Most lists of AI use cases for finance are either too vague to act on or describe things that don't actually work under production conditions. What follows are the use cases that hold up when you apply real scrutiny, along with an honest note on where the limits are.
First-pass narratives for board decks and monthly reporting
This is the highest-return use case in practice. If you give ChatGPT structured inputs — actual numbers with context about what changed and why — and force it to explain drivers rather than restate figures, the first draft is genuinely useful. You're not publishing what comes out, but you're editing something substantive rather than starting from a blank page. If you are concerned about security, talk with your IT team first.
The failure mode is giving it vague inputs and expecting it to figure out the story. It won't. The quality of the output is almost entirely a function of the quality of what you put in.
Turning vague business questions into a structured analysis plan
This one surprises people. "Why is growth slowing?" is a question a CEO asks that can go in ten different directions. ChatGPT is useful for structuring the analytical approach: cohort analysis, funnel breakdown, pricing trends, retention patterns. It's not doing the analysis. It's helping you organize the problem before you start, which saves time and keeps you from missing obvious angles.
Pressure-testing models and outputs
Describing a model structure or a set of assumptions to ChatGPT and asking what's missing is a legitimate QA step. It catches missing drivers, flags assumptions that aren't grounded in anything, and surfaces edge cases that didn't come up in the original build. It's not a substitute for a second set of experienced eyes, but it's better than self-review alone.

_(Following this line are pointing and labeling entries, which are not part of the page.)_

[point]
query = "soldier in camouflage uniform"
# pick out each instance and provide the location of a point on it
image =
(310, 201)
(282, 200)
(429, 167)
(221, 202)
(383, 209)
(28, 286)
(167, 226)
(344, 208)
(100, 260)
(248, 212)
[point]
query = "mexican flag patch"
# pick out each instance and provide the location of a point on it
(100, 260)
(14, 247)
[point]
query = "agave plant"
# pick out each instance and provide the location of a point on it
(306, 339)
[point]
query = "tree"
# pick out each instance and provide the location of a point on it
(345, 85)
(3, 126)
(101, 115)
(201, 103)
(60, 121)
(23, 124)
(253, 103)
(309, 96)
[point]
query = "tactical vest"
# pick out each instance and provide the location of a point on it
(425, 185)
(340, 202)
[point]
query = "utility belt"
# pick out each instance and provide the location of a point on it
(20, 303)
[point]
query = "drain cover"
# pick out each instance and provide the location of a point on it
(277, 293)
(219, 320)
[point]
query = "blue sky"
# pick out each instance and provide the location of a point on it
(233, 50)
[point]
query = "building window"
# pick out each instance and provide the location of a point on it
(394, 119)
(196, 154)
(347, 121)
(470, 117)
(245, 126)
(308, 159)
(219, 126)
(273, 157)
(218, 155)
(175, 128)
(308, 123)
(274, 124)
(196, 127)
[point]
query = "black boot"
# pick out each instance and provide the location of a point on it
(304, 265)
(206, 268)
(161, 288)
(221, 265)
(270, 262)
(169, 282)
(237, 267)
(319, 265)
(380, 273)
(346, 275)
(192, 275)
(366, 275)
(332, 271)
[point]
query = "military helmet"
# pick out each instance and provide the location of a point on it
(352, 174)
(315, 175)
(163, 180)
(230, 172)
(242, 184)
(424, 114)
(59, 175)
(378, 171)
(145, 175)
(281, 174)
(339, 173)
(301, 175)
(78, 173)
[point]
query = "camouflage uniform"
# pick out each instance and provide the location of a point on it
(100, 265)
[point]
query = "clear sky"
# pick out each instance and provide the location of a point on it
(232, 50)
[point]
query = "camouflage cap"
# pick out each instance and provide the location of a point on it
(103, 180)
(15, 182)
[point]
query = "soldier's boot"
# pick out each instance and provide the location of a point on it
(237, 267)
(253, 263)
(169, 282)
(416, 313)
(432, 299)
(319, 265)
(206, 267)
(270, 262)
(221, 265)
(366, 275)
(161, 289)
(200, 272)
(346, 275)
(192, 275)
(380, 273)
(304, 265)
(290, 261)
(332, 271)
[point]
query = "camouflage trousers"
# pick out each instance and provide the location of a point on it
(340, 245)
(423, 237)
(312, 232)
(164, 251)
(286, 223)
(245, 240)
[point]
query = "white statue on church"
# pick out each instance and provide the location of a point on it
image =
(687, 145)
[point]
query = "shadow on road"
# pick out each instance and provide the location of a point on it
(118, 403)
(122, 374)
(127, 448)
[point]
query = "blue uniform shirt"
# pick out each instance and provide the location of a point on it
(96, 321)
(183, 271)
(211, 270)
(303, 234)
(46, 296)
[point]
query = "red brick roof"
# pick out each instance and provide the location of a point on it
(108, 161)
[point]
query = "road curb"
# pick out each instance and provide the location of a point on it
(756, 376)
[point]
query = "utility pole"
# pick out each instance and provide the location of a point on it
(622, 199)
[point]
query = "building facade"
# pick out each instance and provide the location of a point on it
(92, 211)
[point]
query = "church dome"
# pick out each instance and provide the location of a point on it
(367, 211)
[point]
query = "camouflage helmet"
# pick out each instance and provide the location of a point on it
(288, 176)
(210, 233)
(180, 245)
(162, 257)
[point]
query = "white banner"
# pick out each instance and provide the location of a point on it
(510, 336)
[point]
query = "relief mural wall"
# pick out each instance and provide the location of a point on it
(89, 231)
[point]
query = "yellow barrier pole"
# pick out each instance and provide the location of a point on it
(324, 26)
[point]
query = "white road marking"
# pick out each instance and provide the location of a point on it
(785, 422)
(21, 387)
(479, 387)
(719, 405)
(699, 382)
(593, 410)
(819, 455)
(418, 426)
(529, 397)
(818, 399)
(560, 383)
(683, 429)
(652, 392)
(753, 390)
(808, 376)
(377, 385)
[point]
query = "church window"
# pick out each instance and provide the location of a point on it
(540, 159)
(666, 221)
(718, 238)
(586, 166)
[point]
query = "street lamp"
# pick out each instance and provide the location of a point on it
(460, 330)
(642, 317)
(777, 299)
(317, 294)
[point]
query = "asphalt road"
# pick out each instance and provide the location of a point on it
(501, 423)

Writing SQL, Python, or Excel logic
If you know what you want to build and need help with the syntax, ChatGPT is fast and reliable for this. The key qualifier is knowing what you want. If you're using it to figure out what the analysis should be — not just how to write it — the output quality drops quickly. Use it as an implementation tool, not a thinking tool.
Where it still breaks
Anything more ambitious than these use cases still runs into real limits. Complex multi-driver financial models, nuanced judgment calls about what a variance actually means for the business, or analysis that requires context only someone inside the company has — these don't work well with current tools.
The other limit worth naming is the review burden. More AI output means more to check, and checking it well requires someone who knows what right looks like. Teams that don't have that capability will produce more output with more errors, which is worse than producing less output carefully.
The use cases above work because the human is still making the judgment calls. That's not a flaw in the current tools. It's just the honest state of where things are.